113) GLA 235/2211 Liebmann.
114)
UAH Naturwissenschaftlich-Mathematische Fakultät, Verhandlungen
1934/35 II.
115)
So in einem von ihm und Liebmann unterzeichneten Brief vom 29.5.1935 an den
Rektor, in: UAH Naturwissenschaftlich-Mathematische Fakultät, Verhandlungen
1934/1935 II.
116) UAH A 219/Rosenthal.
117)
Das REM bestätigte nochmals (7.12.1935): Die Schwierigkeiten durch die beiden
von Nichtariern besetzten Lehrstühle konnten nur dadurch beseitigt werden, daß ihnen
die Entpflichtung nahegelegt worden sei; GLA 466/14840.
118) S.o. S.70; GLA 466/14840.
119)
Brief vom 21.2.1954 an v.Ubisch, UAH A 219/v.Ubisch.
120)
Es kam dann noch eine zweite Einladung an die
University of Michigan, die er
schließlich annahm.
121) IfZ MA 1500/50.
122) WG/EK 11077.
123) S. unten S. 172 Anm.171.
299)
Mit der Korrespondenz war ein Heidelberger Rechtsanwaltsbüro
beauftragt. Akten GLA 466/14840; vgl.o.S.155.

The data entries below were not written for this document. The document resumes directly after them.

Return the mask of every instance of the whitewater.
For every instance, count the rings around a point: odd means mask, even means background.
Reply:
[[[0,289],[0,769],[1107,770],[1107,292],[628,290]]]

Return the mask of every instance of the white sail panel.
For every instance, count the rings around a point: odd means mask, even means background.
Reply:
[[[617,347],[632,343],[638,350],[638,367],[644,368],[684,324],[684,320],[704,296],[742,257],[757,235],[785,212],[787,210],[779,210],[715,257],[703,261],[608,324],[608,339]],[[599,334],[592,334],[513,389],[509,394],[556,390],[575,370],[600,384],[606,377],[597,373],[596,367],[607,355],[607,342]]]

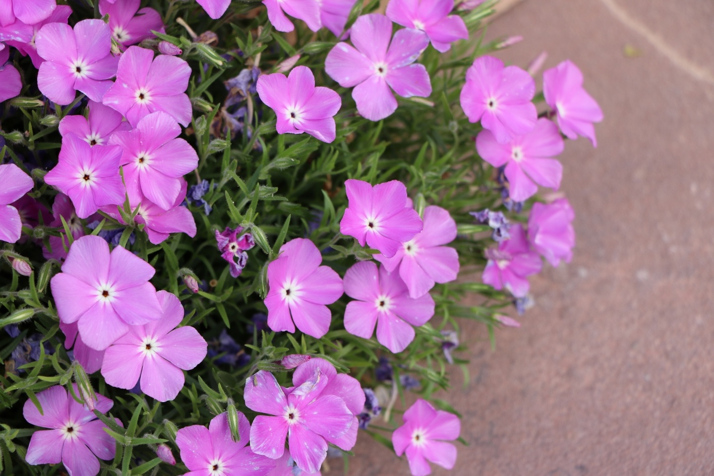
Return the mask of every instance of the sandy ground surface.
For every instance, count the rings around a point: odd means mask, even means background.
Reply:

300) GLA 466/14860 und GLA 235/3755.
301)
Das Ministerium fuhr fort: "Als persönliche Verhältnisse" im Sinne dieser
Bestimmung sind … nicht die im Hinblick auf die Geschehnisse während des
Dritten Reichs aus moralischen Gründen möglichen Ablehnungen seitens der politisch
Verfolgten aufzufassen. Vielmehr wird es sich hierbei unter anderem um
Familienstand, Gesundheitszustand u.a.m. handeln". Die zu erwartenden
Durchführungsverordnungen würden darüber im einzelnen Aufschluß geben.
302)
Auskunft vom 11.6.1988; Fraenkel,
Lebenskreise, 85 berichtet von einer Reise in
die Schweiz.
303)
UAH B 7030/7; sein Thema: Integration in abstrakten Räumen.
304) Vgl. Otto Haupt, Artur Rosenthal, 89.